Recinos said that, due to pressure from conservative groups, the State has backed down on the strategy of providing sexual and reproductive information in schools.
“Now they are more rigorous in not allowing organizations working in that area to go and give talks on comprehensive sex education in schools,” she noted.
Not Even Baby Formula
In Guatemala, initiatives by civil society organizations that since 2017 have proposed, among other things, that the State should offer reparations to pregnant girls and adolescents, to alleviate their heavy burden, have made no progress either.
These proposals included the creation of scholarships, making it possible for girls to continue going to school while their babies were cared for and received formula.
“But unfortunately we have not been able to take the next step, to get these measures in place,” said Paula Barrios, general coordinator of Women Transforming the World, in a telephone conversation with IPS from the capital, Guatemala City.

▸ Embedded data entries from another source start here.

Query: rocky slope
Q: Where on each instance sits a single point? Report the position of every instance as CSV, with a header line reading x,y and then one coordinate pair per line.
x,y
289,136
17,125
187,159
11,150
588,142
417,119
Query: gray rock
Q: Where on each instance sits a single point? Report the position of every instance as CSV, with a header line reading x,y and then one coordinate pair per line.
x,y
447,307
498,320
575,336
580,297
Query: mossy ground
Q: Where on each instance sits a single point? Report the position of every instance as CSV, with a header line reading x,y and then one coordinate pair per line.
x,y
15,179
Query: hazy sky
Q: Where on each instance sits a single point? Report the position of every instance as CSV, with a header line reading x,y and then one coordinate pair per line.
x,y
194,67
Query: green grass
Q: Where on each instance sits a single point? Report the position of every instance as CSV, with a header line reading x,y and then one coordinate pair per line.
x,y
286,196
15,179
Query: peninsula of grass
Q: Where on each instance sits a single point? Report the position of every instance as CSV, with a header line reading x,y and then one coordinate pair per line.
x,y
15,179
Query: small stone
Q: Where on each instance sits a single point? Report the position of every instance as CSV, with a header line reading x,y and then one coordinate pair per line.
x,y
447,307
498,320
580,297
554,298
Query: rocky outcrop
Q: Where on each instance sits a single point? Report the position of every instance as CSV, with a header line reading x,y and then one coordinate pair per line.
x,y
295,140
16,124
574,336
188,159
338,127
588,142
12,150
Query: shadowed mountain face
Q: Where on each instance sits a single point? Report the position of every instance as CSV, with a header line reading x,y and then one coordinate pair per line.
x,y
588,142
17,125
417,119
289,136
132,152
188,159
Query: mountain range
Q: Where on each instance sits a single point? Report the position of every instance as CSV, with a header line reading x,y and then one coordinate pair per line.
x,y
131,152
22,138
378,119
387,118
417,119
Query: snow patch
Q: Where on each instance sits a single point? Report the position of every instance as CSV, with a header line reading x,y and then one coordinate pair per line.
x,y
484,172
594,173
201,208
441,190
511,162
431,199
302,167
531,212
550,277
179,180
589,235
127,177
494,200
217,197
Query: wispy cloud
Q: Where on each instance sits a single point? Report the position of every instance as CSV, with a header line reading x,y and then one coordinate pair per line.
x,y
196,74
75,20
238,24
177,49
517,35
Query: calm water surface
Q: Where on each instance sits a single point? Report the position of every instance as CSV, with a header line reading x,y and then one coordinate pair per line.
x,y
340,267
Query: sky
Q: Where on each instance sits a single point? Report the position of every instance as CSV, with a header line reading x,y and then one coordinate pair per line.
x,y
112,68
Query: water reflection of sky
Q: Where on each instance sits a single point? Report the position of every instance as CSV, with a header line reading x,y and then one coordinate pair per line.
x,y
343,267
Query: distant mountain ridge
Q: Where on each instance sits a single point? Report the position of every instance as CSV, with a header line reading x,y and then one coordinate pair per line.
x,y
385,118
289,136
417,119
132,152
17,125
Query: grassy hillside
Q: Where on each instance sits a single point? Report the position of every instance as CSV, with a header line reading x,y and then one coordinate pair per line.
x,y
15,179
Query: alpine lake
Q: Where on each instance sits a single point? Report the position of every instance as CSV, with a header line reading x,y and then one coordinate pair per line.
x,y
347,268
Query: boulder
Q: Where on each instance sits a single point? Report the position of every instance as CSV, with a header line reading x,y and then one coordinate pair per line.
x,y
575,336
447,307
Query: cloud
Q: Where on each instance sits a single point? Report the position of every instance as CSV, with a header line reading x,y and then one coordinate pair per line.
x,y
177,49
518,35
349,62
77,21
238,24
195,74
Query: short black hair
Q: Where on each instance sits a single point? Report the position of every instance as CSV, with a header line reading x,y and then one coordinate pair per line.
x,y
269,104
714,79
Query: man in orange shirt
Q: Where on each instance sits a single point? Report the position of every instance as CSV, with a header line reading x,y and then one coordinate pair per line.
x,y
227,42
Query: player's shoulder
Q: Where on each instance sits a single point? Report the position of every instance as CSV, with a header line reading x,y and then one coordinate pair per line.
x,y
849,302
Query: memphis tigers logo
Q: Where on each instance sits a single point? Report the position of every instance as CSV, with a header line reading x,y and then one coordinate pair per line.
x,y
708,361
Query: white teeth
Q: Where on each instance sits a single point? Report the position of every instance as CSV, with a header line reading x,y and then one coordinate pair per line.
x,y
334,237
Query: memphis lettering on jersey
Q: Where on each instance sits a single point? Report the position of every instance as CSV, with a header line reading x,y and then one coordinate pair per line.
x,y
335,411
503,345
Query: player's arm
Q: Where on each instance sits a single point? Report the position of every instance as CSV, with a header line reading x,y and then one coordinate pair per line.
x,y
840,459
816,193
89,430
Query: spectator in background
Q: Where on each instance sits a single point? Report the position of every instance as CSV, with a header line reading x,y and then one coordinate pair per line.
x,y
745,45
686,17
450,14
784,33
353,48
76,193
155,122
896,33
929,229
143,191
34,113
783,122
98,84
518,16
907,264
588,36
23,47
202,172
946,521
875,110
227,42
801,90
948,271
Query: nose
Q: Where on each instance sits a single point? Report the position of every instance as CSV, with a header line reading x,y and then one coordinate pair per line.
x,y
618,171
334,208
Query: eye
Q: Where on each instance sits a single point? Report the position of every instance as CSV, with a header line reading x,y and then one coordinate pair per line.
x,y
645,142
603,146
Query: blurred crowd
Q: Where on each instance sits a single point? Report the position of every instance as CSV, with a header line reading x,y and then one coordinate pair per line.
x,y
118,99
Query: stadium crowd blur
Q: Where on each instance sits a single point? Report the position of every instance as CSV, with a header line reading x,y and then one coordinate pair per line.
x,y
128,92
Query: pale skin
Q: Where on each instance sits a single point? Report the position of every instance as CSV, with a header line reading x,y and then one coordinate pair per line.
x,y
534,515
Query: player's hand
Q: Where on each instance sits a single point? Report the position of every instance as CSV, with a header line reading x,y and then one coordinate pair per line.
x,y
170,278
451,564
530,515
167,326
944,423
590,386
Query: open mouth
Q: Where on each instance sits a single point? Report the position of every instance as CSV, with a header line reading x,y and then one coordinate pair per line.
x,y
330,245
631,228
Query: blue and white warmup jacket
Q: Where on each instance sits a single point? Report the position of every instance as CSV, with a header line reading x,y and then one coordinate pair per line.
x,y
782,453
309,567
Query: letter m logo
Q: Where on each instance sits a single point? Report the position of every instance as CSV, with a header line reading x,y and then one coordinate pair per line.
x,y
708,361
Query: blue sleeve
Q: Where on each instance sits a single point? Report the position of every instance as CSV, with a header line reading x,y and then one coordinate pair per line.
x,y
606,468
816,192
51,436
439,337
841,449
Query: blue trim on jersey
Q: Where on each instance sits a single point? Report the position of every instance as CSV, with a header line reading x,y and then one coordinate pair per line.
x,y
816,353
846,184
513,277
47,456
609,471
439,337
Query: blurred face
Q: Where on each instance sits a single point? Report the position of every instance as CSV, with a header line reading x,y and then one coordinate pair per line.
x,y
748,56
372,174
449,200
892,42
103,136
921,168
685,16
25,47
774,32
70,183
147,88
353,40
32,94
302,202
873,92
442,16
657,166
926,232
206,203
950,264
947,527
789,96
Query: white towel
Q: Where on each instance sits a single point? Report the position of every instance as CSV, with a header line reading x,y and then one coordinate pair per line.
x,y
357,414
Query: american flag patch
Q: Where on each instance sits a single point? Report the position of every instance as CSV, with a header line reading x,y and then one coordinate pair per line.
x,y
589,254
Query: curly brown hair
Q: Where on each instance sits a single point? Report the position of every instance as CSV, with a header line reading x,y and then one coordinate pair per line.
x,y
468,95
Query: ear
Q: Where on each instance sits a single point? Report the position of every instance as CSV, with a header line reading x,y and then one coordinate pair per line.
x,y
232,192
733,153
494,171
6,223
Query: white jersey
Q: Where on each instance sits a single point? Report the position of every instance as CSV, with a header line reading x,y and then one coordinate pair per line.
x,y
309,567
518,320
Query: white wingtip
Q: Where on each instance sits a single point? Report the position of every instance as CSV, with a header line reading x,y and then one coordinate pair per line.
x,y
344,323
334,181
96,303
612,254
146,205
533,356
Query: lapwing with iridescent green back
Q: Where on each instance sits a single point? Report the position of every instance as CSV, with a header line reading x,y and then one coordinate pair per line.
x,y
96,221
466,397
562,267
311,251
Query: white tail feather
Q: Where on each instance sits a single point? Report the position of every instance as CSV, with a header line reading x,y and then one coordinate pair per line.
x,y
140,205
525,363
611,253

Barrios said that most of the users of the services offered by this organization, such as legal and psychological support, “are girls and adolescents who are pregnant because of sexual violence and are forced to have their babies.”
She said that in the five years leading up to 2023, some 500,000 girls under 14 years of age have become pregnant, and the number is much higher when teenagers up to 19 years of age are included.
“Today we have half a million girls who we don’t know what they and the children who are the products of rape are eating,” Barrios stressed, adding that as in El Salvador and Honduras, in Guatemala, having sex with a girl under 14 years of age is considered statutory rape.
“Society sees it as normal that women are born to be mothers, and so it doesn’t matter if a girl gets pregnant at the age of 10 or 12 years, they just think she has done it a little bit earlier,” she said.
Patriarchy and Capitalism
The experts from Guatemala, Honduras, and El Salvador consulted by IPS said the root of the phenomenon is multi-causal, with facets of patriarchy, especially gender stereotypes and sexual violence.
“The patriarchy has an interest in stopping women from going out into the public sphere,” said Barrios.
She said the life of a 10-year-old girl is cut short when she becomes pregnant. She will no longer go to school and will remain in the domestic sphere, “to raise children and stay at home.”
For her part, Garcia, the lawyer from Honduras, pointed out that there is also an underlying “system of oppression” that is intertwined with patriarchy and colonialism, which is the influence of a hegemonic country or region.
“We have girls giving birth to cheap labor to feed the (capitalist) system, and there is a greater feminization of poverty, girls giving birth to girls whose future prospects are ruined,” she said.
In the meantime, to avoid a repeat of her ordeal, Beltrán said she talks to and teaches her 9-year-old daughter about sexuality.
“In order to keep her from repeating my story, I talk to her about condoms, how a woman has to take care of herself and how she can get pregnant,” she said.
“I don’t want her to go through what I did,” she said.